Você pode até saber quando vai ser a última apresentação de uma banda que você gosta, a última chance de assistir a um espetáculo que vai sair de cartaz, o último dia para enviar sua declaração de imposto de renda, o último dia das suas férias, a última vez que você vai ter 18 anos ou as últimas horas para poder participar de uma promoção, mas é possível – e muito provável – que você nunca saiba quando vai ser a última vez que você vai ver um amigo, vai abraçar quem você ama ou vai ter a chance de ver o sol se pôr.

se eu soubesse

Na maioria das vezes você não receberá aviso prévio, não terá a chance de se despedir das pessoas, dos lugares, nem mesmo das fases da sua vida. Embora tudo seja cíclico, nem sempre dá para enxergar com clareza quando um ciclo está se fechando e outro se iniciando.

Mas e se você fosse avisado que será a última vez? A sua última chance? O que você faria? Se a resposta for: “exatamente a mesma coisa”, você tá no caminho e, acredite, você é exceção. Agora, se você disser que aproveitaria para fazer alguma coisa diferente, você é como todo mundo e talvez seja um bom momento para começar a pensar sobre o que anda fazendo com a sua vida, com o seu tempo e, acima de tudo, com os seus afetos.

A vida não costuma alertar quando alguma coisa vai acontecer ou terminar. Não é como se ela tivesse um sensor que apita quando o combustível está acabando, se fosse assim, se chamaria carro e não vida.
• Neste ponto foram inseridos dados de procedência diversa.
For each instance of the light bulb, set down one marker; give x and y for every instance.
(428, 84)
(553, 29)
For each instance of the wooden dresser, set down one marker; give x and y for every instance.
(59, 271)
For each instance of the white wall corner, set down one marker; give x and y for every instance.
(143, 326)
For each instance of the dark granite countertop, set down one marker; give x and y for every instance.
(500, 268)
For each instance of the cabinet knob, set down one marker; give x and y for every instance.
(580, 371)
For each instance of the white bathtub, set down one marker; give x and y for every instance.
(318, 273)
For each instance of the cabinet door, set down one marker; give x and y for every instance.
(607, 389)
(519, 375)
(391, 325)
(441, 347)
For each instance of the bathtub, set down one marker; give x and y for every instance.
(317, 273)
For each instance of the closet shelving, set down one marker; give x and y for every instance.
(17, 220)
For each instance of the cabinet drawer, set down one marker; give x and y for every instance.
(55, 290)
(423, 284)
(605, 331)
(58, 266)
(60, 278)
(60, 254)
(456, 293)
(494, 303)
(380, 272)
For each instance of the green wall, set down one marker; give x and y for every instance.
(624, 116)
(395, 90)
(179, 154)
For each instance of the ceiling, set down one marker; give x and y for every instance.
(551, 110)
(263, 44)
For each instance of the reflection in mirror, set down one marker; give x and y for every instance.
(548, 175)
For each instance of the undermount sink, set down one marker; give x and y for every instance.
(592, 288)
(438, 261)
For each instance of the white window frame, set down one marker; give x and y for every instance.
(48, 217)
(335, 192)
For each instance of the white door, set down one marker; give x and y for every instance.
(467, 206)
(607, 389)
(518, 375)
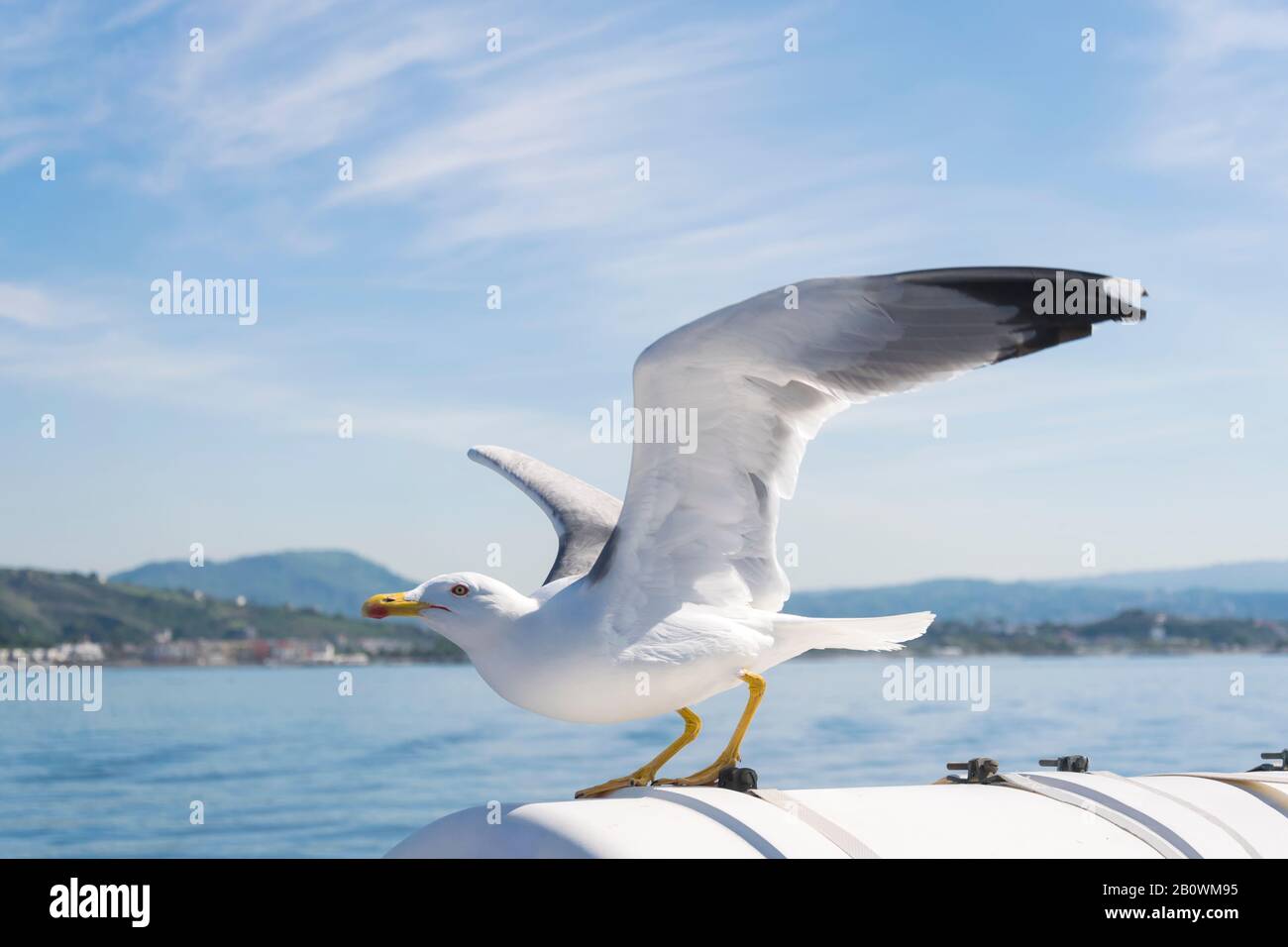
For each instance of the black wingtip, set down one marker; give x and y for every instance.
(1051, 296)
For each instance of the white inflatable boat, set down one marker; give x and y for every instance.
(1051, 813)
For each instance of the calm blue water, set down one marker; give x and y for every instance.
(287, 767)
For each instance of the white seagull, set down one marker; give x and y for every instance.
(674, 596)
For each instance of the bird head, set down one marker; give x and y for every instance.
(464, 607)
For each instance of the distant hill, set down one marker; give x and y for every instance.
(1232, 577)
(336, 582)
(331, 581)
(1021, 603)
(42, 608)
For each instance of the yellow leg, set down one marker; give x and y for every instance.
(644, 775)
(730, 754)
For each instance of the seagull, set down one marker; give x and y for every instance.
(675, 595)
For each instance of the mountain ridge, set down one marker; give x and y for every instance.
(336, 581)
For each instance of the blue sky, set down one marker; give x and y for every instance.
(516, 169)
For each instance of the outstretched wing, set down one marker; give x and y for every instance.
(583, 515)
(756, 381)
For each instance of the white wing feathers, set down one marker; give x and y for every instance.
(583, 515)
(761, 379)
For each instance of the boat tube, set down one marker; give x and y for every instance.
(1063, 813)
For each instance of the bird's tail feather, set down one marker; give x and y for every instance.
(800, 634)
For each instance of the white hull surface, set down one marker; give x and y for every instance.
(1035, 814)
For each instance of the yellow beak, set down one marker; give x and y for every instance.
(391, 603)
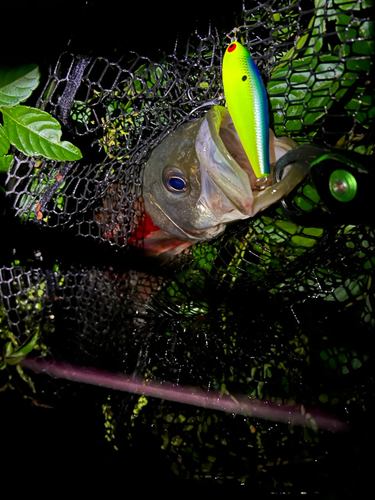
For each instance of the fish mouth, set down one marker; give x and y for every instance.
(226, 170)
(216, 180)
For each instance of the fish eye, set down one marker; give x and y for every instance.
(175, 181)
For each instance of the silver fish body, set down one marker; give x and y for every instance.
(199, 179)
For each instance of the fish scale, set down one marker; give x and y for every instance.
(247, 104)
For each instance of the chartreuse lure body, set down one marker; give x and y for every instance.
(247, 104)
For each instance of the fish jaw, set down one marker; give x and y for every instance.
(221, 185)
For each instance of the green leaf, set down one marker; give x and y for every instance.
(17, 84)
(4, 142)
(5, 163)
(36, 133)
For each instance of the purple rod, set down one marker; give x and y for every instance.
(238, 404)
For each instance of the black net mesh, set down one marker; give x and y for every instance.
(273, 309)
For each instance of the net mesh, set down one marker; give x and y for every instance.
(272, 309)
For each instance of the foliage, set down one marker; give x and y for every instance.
(30, 130)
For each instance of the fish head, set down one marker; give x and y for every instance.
(199, 179)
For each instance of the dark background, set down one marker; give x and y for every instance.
(66, 444)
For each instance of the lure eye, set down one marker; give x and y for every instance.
(175, 181)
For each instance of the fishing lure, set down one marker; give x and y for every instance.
(247, 104)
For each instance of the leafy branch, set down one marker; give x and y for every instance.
(30, 130)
Algumas vezes você pode até receber pistas ou sinais, é o que chamamos de intuição. Mas, na maioria esmagadora das vezes, não se iluda, isso não vai acontecer. E quando/se acontecer, você estará distraído ou ocupado demais para perceber.

Sua última chance de ver, ouvir, falar, tocar ou fazer qualquer coisa não será como um anúncio de geladeira pela metade do preço nas Casas Bahia, com letras garrafais dizendo: NÃO PERCA, ÚLTIMA OPORTUNIDADE!

Acho que a vida funciona assim porque, em parte, ela faz questão de manter a espontaneidade e isso nos obriga, diretamente, a sermos espontâneos e, no fundo, isso até que é bom. Se houvesse uma programação para tudo, a gente também deixaria de se surpreender e, acima de tudo, de aprender. Por mais que algumas lições sejam profundamente dolorosas, a verdade é que a gente costuma aprender bem mais pela dor do que pelo amor.